MARGIN & LEVERAGE
Margin Trading: Definition, Equity, Free Margin, Margin Level, Margin Call & Risk
A clear guide to margin: what it is, how it’s calculated, how it relates to leverage, equity and free margin, what “margin level” means, how margin calls/stop-out work, plus practical examples and risk controls.
Margin
Leverage
Department
OTM Academy
Category
Fundamental Analysis
Margin: What It Means
Margin is the good-faith deposit you lodge with your broker to open/maintain positions. It’s a fraction of your trade’s notional value and is expressed as a percentage. Required margin also implies the maximum leverage available (e.g., 5% margin ↔ 1:20 leverage).
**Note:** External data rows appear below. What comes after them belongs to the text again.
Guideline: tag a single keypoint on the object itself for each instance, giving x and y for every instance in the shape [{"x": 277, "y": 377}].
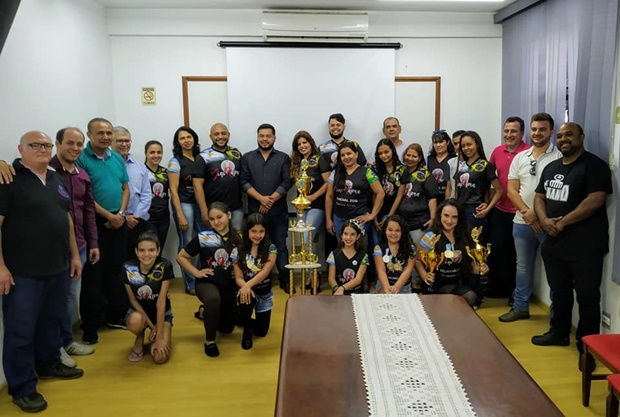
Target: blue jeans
[
  {"x": 73, "y": 301},
  {"x": 33, "y": 312},
  {"x": 526, "y": 246},
  {"x": 316, "y": 218},
  {"x": 192, "y": 215},
  {"x": 277, "y": 226}
]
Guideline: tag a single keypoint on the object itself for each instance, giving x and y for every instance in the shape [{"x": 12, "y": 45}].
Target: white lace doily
[{"x": 406, "y": 370}]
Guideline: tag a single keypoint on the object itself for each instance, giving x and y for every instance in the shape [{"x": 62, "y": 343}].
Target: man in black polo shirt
[
  {"x": 266, "y": 177},
  {"x": 38, "y": 256},
  {"x": 570, "y": 205},
  {"x": 216, "y": 176}
]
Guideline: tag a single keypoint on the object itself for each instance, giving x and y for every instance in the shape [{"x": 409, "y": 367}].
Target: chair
[
  {"x": 605, "y": 348},
  {"x": 614, "y": 393}
]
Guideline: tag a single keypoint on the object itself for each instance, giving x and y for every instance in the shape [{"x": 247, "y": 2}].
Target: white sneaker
[
  {"x": 66, "y": 359},
  {"x": 78, "y": 349}
]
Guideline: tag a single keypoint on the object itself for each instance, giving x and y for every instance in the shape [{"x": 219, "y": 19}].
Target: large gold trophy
[
  {"x": 479, "y": 253},
  {"x": 304, "y": 259},
  {"x": 430, "y": 259}
]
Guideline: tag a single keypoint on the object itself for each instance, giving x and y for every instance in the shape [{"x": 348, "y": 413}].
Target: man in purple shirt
[
  {"x": 69, "y": 145},
  {"x": 503, "y": 259}
]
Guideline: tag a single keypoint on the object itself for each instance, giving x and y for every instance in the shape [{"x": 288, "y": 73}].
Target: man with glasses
[
  {"x": 38, "y": 255},
  {"x": 570, "y": 204},
  {"x": 103, "y": 298},
  {"x": 502, "y": 261},
  {"x": 523, "y": 178},
  {"x": 140, "y": 194}
]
Using leverage magnifies both profits and losses—manage it carefully.
Leverage & Required Margin
If leverage is 1:20, required margin is 5%.
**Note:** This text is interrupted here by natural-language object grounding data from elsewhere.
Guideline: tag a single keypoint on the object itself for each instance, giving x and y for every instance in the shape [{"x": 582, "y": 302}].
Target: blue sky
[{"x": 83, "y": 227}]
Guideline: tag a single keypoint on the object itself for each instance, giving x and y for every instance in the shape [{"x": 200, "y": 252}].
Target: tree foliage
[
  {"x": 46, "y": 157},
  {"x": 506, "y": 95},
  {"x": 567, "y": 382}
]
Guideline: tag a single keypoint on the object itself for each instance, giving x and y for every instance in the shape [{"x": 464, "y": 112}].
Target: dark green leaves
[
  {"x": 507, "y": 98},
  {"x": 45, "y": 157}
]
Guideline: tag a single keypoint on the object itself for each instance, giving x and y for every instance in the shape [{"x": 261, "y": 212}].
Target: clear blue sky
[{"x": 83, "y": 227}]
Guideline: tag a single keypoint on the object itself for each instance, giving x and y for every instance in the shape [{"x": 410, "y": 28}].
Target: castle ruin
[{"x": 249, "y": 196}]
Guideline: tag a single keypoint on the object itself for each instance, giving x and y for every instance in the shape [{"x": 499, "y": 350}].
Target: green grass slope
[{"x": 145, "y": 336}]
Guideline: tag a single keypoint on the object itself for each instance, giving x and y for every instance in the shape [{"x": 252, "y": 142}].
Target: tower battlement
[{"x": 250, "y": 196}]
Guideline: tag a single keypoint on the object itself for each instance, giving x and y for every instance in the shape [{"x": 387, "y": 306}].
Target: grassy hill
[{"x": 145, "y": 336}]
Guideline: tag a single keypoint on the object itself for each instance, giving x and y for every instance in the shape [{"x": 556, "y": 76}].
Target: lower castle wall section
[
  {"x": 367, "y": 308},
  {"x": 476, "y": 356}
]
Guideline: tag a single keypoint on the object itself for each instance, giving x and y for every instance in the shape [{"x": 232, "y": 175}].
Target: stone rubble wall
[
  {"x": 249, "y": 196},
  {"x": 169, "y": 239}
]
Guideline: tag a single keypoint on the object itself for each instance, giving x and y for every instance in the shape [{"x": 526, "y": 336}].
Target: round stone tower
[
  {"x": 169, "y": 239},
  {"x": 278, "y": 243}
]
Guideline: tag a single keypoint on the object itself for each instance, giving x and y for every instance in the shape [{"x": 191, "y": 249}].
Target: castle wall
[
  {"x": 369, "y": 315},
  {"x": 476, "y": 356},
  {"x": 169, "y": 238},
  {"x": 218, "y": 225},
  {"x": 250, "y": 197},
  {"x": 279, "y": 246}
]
If required margin is 10%, max leverage is 1:10.
Example: Notional trade value $20,000 with 1:20 → required margin $1,000.
Equity, Used Margin & Free Margin
Balance: cash in the account (closed P/L only).
Equity: Balance ± Open P/L.
Used Margin: total margin tied to open positions.
Free Margin: Equity – Used Margin (what’s available to open new trades).
Example (balance $1,000, margin 5%, position $8,000):
Used Margin = $400; Equity initially $1,000; Free Margin $600.
If open P/L = +$50 → Equity $1,050, Free Margin $650. If –$50 → Equity $950, Free Margin $550.
Margin Level, Margin Call & Stop-Out
Margin Level shows account health:
Margin Level % = (Equity / Used Margin) × 100.
0%: no open trades.
100%: Equity equals Used Margin → typically cannot open new trades.
Margin Call: broker alert when Margin Level falls to a warning threshold (varies by broker, e.g., 50% or 80%).
Stop-Out: at a lower threshold (e.g., 30%), broker starts auto-closing positions—largest exposure first—to restore Margin Level.
When Does a Margin Call Happen?
A call occurs when Free Margin ≤ 0 (i.e., Equity ≤ Used Margin) or when the broker’s Margin Level threshold is breached.
Rule of thumb:
Balance – Open Loss < Required Margin ⇒ Margin Call risk.
Best Practices & Regulations
Position sizing: risk ~2.5–5% of capital per idea.
Always set Stop-Loss; don’t average into losers.
Limit concurrent positions to avoid tying up margin.
Choose appropriate leverage (higher isn’t better).
Monitor around news—volatility can compress equity quickly.
Know your region’s limits: e.g., retail caps like 1:30 FX (margin 3.33%) vs professionals up to 1:500 (margin 0.2%) in some jurisdictions.
Practice on a demo to learn how equity/free margin behave in real time.